Author(s): B. Blackard, K. Willam, and S. Mettupalayam

Publication: Special Publication

Volume: 265

Issue:

Appears on pages(s): 199-122

Keywords: cyclic shear experiments; masonry infill walls; window and door openings.

Date: 10/1/2009

Abstract:
The paper summarizes the main experimental findings of a test program at the University of Colorado, Boulder on 2/3-scale unreinforced masonry walls bounded by nonductile reinforced concrete frames. The test program was carried out within the frame of a NEESR-SG project headed by Benson Shing at UC San Diego. The cyclic pushover tests on single panels involved two-wythe masonry walls of solid clay bricks with and without window and door openings.

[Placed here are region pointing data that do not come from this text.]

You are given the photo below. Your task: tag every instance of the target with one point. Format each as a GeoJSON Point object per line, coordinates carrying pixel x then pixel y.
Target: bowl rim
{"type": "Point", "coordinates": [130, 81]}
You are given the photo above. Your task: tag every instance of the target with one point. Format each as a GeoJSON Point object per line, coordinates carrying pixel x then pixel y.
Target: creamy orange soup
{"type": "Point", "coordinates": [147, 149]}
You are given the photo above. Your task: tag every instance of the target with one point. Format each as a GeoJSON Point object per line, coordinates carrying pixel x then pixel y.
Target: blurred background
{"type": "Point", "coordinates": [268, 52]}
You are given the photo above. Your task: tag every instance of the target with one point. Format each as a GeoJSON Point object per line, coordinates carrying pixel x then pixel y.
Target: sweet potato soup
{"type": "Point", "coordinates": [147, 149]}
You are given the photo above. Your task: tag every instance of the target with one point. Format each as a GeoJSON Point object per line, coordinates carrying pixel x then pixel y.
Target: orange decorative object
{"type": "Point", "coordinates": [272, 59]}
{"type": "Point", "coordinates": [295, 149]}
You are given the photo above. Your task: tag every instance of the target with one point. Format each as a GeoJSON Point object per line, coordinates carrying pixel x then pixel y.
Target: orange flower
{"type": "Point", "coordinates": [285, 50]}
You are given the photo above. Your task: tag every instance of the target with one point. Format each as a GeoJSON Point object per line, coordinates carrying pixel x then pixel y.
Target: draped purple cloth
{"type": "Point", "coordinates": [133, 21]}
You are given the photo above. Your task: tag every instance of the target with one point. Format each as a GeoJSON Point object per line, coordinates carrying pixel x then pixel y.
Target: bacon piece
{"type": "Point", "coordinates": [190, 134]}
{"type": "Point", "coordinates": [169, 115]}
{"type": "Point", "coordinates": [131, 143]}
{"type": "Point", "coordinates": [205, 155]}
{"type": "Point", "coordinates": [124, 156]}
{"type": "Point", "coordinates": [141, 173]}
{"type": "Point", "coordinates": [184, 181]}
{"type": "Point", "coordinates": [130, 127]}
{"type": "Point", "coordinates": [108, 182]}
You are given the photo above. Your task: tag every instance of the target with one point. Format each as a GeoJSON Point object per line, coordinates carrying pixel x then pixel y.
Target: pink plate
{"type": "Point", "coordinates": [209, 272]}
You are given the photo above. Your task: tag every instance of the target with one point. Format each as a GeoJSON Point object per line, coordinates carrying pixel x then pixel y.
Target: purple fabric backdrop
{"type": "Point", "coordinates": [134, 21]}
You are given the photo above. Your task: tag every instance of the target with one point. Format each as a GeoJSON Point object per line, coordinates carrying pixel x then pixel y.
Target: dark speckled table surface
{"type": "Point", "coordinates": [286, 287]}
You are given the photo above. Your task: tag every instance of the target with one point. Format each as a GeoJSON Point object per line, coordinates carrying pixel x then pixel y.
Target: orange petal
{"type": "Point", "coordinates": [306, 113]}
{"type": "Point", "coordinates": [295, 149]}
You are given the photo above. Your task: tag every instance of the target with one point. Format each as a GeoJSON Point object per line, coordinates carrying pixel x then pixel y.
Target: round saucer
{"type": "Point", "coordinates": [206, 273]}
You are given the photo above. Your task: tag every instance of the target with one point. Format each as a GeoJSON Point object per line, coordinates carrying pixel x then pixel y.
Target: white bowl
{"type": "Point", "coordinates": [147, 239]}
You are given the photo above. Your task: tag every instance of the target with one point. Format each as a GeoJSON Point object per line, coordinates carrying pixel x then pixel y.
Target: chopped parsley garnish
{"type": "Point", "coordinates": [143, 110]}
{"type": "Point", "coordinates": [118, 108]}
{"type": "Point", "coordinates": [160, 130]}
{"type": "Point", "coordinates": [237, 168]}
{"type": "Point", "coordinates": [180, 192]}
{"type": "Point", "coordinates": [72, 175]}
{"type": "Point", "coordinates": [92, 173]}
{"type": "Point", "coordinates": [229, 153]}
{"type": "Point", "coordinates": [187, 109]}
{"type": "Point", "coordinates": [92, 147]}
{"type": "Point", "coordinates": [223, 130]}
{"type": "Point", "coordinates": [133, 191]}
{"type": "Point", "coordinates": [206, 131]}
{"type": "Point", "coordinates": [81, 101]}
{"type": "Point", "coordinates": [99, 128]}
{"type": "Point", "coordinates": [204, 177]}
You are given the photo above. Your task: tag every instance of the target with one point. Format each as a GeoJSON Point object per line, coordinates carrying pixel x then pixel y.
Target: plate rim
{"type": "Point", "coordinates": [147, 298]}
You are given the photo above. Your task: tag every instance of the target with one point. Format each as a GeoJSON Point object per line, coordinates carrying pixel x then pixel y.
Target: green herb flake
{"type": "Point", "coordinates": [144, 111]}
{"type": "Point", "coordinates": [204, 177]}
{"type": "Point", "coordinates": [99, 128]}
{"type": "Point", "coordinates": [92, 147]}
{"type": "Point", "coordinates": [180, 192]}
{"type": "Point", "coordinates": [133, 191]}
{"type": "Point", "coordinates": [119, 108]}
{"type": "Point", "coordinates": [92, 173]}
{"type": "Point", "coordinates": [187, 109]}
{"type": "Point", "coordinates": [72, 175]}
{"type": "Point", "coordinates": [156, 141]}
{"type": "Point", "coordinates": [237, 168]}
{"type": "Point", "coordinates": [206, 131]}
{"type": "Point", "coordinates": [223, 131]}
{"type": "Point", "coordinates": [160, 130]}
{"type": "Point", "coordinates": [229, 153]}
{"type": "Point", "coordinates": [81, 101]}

The infilled frames were preloaded in the vertical direction by two jacks at 35 kips (156 kN) each to emulate the confinement of a multistory building. Cyclic lateral shear loads of increasing amplitude were applied by the high-performance 220 kip (979 KN) MTS actuator of the Colorado NEES equipment facility. The counterintuitive observations of the test program were the small effects of window and door openings on the overall stiffness and strength properties of the masonry infilled reinforced concrete frames. In fact, the initial elastic stiffness properties exhibited no significant stiffness degradation compared withthe full masonry wall when window and door openings were included in the masonry wall. Moreover, the maximum shear resistance and the residual shear capacity after loss of adhesion did not exhibit significant deterioration when window or door openings were included. In addition, the eccentricity of the window and door openings had little influence on the cyclic performance of the pushover tests when compared with the performance of the masonry wall without opening. In conclusion, the infill masonry walls exhibited surprising resilience up to drift levels of 2% in spite of the brittle nature of unreinforced masonry and nonductile bounding reinforced frames. This apparent ductility of the brittle composite components may be attributed to the overall confinement of the reinforced concrete bounding frame and the vertical preloading.